Sampai di sini tidak ada yang istimewa. Napi era Orde Lama dan Orde Baru bukankah dulu justru mereka diberi keterampilan bertukang. Sehingga saat bebas nanti punya keahlian untuk menafkahi keluarganya.
Yang mesti dihukum sebenarnya komersialisasi fasilitas-fasilitas itu oleh petugas lapas. Dijual mahal.
OC Kaligis bisa melahirkan delapan buku dalam 18 bulan di LP. Apa yang salah jika untuk menulis itu dia menggunakan komputer dan internet. Dulu zaman tapol di Pulau Buru, seniman dan militer pemilik otoritas atas nasib para tapol, mengantarkan mesin tik buat sastrawan Pramudya Ananta Toer. Supaya dia tetap berkarya.
Kaligis gembira menyambut saya siang itu.

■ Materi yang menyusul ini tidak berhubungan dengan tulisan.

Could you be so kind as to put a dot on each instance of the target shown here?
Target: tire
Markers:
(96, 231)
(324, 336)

Saya trenyuh ketika dia tanya apakah namanya dihapus di masshead tabloid dan di running teks program televisi. Dua puluhan lebih namanya kami cantumkan. Selama dua puluh tahun lebih pula kami bangga dengan itu.
Ketika ditanya saya mengangguk. Saya bilang : “saya juga tidak bahagia dengan keadaan itu. Tapi inilah yang namanya suratan hidup.”

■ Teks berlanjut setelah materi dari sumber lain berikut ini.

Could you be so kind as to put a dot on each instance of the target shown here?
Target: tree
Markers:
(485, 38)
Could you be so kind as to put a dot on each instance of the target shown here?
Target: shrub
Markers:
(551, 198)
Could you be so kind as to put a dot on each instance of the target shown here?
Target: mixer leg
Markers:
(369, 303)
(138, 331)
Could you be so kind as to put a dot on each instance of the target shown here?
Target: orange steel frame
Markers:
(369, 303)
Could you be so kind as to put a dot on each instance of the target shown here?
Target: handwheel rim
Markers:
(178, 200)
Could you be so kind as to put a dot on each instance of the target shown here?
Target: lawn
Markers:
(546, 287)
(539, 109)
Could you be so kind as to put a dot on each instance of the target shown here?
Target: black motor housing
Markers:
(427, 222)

Kaligis mengerti. “Ini juga sudah jadi suratan hidup saya. Dilihat dari hukuman saya yang belasan tahun, mungkin saya matinya di LP ini,” katanya lirih.
Kunjungan saya ke sana menjelang Ramadhan. Saya membawa 20 (duapuluh) Alquran. Sepuluh (10) buat ditaruh di masjid, sepuluh (10) buat dibagi teman yang muslim.
Saat pulang, saya melewati bangunan masjid dan membaca spanduk tentang lomba baca Alquran di dinding kawat pagar. Nah itulah bukti kehadiran negara. Tetap menjamin dan menjaga ibadah para warga binaan itu. Alhamdulillah.
Namun sayang, tiga hari lalu pecah berita. Semua saung dirubuhkan di lapangan tengah LP Sukamiskin. Ekor dari kasus OTT Kepala LP yang memperdagangkan fasilitas yang bersifat tabu untuk warga binaan. Saya mendukung kasus yang memberi kebebasan warga binaan seenaknya berada di luar diberi sanksi berat.
Tapi kasus rasanya tidak ada hubungannya dengan saung itu? Seperti saya sebut di depan, saung adalah manifestasi kehadiran negara untuk tetap memanusiakan warga. Bahwa ada transaksi di balik pengadaan fasilitas itu, tidak kita sangkal. Namun yang adil : mestinya petugas LP yang dihukum. Bukan warga binaan dan keluarganya yang harus memikul akibatnya. Mereka kini kehilangan sarana berkumpul. Padahal, mereka membayar itu karena tidak ada pilihan lain.